Crop production requires large areas of land and makes an important contribution to greenhouse gas emissions. Cleaner production of all crop types could be of great significance to realizing carbon neutrality as soon as possible. The present study adopted life cycle assessment (LCA) combined with the profit accounting method of input-output to compare the differences in greenhouse gas emissions in the entire life cycle of apple ( Malus pumila Mill.), grain maize ( Zea mays L.), wheat ( Triticum aestivum L.), silage maize ( Zea mays L.), and alfalfa ( Medicago sativa Linn.) production in eastern Gansu Province with three functional units, including per ha of land, per ton of product, and per 10,000 yuan of output value. The results showed that apple had the largest carbon footprint per ha. Wheat had the largest carbon footprint per ton of product and per 10,000 yuan output. The results of LCA inventory sensitivity analysis showed that the main sources of greenhouse gas emissions for all crops were the production process of agricultural materials such as chemical fertilizer, machinery, and agricultural film. In particular, the excessive input of chemical fertilizer was the driving factor resulting in greenhouse gas emissions.
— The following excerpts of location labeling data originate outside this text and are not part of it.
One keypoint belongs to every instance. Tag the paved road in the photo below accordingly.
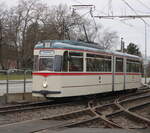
(17, 86)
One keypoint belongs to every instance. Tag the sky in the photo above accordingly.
(131, 30)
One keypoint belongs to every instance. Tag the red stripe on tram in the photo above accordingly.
(76, 74)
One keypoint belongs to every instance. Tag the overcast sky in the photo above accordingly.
(132, 31)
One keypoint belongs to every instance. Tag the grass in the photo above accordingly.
(15, 77)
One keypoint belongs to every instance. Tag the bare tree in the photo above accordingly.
(108, 39)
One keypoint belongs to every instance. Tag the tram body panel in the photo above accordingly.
(118, 82)
(133, 81)
(73, 85)
(77, 69)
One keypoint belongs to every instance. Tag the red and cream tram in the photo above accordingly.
(65, 68)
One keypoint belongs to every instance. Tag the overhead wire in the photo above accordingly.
(143, 4)
(134, 11)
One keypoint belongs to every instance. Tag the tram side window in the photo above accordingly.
(46, 63)
(75, 61)
(119, 64)
(36, 62)
(58, 63)
(97, 63)
(133, 66)
(65, 62)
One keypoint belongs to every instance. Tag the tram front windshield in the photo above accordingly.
(46, 63)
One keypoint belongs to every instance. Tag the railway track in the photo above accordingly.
(33, 106)
(106, 115)
(116, 114)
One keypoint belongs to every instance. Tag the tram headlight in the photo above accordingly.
(45, 85)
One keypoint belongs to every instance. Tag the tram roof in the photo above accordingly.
(78, 45)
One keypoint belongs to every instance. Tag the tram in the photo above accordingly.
(65, 68)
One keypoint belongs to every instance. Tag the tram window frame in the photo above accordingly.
(133, 65)
(119, 67)
(65, 61)
(36, 63)
(46, 67)
(97, 63)
(76, 61)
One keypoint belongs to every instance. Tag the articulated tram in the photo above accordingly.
(65, 68)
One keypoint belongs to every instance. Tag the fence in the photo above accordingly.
(15, 81)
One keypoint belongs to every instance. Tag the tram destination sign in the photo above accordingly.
(46, 53)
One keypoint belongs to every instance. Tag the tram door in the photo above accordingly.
(118, 74)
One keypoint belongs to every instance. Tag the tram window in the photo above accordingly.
(98, 63)
(57, 63)
(46, 64)
(65, 61)
(75, 61)
(119, 64)
(36, 62)
(133, 66)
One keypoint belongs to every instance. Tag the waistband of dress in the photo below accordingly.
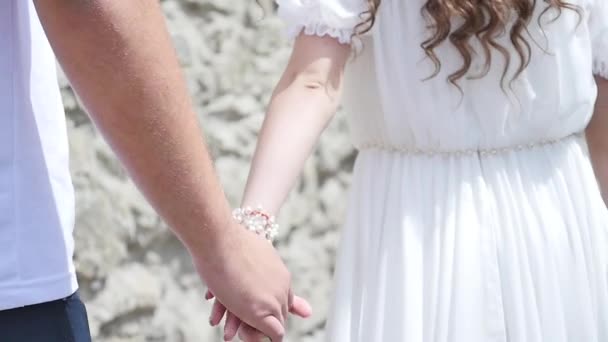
(482, 152)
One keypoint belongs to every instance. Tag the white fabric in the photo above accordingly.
(470, 248)
(36, 194)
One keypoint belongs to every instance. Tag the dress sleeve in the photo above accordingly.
(335, 18)
(598, 25)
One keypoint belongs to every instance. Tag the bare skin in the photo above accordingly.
(120, 61)
(303, 103)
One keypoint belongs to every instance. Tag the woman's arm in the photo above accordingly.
(302, 105)
(597, 137)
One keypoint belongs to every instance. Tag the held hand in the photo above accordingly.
(247, 276)
(246, 333)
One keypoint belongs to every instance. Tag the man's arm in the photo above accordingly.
(597, 137)
(120, 61)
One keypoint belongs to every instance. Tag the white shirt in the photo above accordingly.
(36, 192)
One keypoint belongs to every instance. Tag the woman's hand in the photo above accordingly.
(246, 333)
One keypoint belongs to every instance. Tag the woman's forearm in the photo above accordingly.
(597, 137)
(302, 105)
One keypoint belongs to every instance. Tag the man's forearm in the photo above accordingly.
(597, 138)
(120, 61)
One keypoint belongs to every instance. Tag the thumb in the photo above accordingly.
(271, 326)
(300, 307)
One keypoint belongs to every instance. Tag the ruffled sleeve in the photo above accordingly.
(335, 18)
(598, 25)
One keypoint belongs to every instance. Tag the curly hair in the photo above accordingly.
(484, 20)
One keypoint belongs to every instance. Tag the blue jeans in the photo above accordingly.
(63, 320)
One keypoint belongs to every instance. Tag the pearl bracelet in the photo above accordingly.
(257, 221)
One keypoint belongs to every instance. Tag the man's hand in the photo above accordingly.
(120, 61)
(241, 267)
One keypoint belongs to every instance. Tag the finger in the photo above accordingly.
(271, 326)
(249, 334)
(217, 313)
(231, 327)
(300, 307)
(285, 309)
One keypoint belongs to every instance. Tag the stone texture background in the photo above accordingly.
(136, 278)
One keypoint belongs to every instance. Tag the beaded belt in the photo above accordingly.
(466, 152)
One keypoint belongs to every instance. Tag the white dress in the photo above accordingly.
(473, 218)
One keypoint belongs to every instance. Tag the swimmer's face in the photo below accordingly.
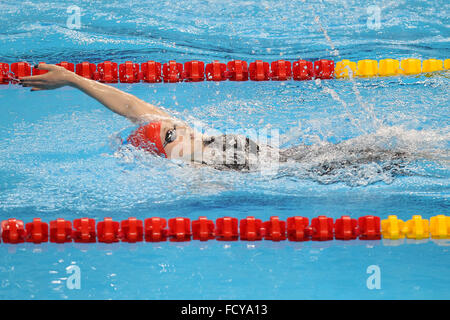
(185, 142)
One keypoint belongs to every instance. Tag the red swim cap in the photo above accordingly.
(148, 137)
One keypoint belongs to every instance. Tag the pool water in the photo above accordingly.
(61, 157)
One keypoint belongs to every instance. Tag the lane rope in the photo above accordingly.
(180, 229)
(236, 70)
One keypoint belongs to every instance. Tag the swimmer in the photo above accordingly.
(167, 136)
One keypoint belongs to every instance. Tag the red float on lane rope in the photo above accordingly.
(321, 228)
(216, 71)
(21, 69)
(250, 229)
(67, 65)
(180, 229)
(108, 231)
(13, 231)
(172, 72)
(296, 228)
(324, 69)
(369, 228)
(227, 229)
(60, 231)
(237, 70)
(259, 70)
(275, 229)
(129, 72)
(345, 228)
(37, 71)
(4, 73)
(151, 71)
(203, 229)
(194, 71)
(155, 229)
(280, 70)
(302, 70)
(107, 72)
(84, 230)
(132, 230)
(86, 70)
(37, 231)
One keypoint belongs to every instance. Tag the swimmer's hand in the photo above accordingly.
(55, 78)
(114, 99)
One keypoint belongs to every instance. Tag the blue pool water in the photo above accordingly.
(60, 155)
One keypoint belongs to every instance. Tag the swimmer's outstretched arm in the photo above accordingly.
(114, 99)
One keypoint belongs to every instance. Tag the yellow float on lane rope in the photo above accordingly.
(432, 65)
(440, 227)
(388, 67)
(367, 68)
(417, 228)
(410, 66)
(344, 69)
(393, 228)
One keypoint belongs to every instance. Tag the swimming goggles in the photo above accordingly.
(171, 136)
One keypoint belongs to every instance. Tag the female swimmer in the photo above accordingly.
(164, 135)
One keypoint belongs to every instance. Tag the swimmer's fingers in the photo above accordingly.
(37, 89)
(35, 86)
(31, 83)
(48, 67)
(30, 79)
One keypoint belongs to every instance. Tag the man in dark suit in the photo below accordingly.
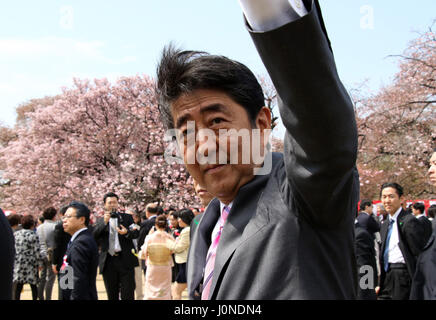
(366, 263)
(366, 217)
(424, 280)
(286, 230)
(61, 240)
(7, 254)
(418, 210)
(114, 233)
(82, 254)
(150, 212)
(402, 242)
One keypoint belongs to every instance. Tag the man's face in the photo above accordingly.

Based on the study results, this paper also puts forward certain suggestions on the future land use of the cropping systems in the study area.

Suggested Citation

  • Danqi Luo & Gang Xu & Jiao Luo & Xia Cui & Shengping Shang & Haiyan Qian, 2022. "Integrated Carbon Footprint and Economic Performance of Five Types of Dominant Cropping Systems in China’s Semiarid Zone," Sustainability, MDPI, vol. 14(10), pages 1-17, May.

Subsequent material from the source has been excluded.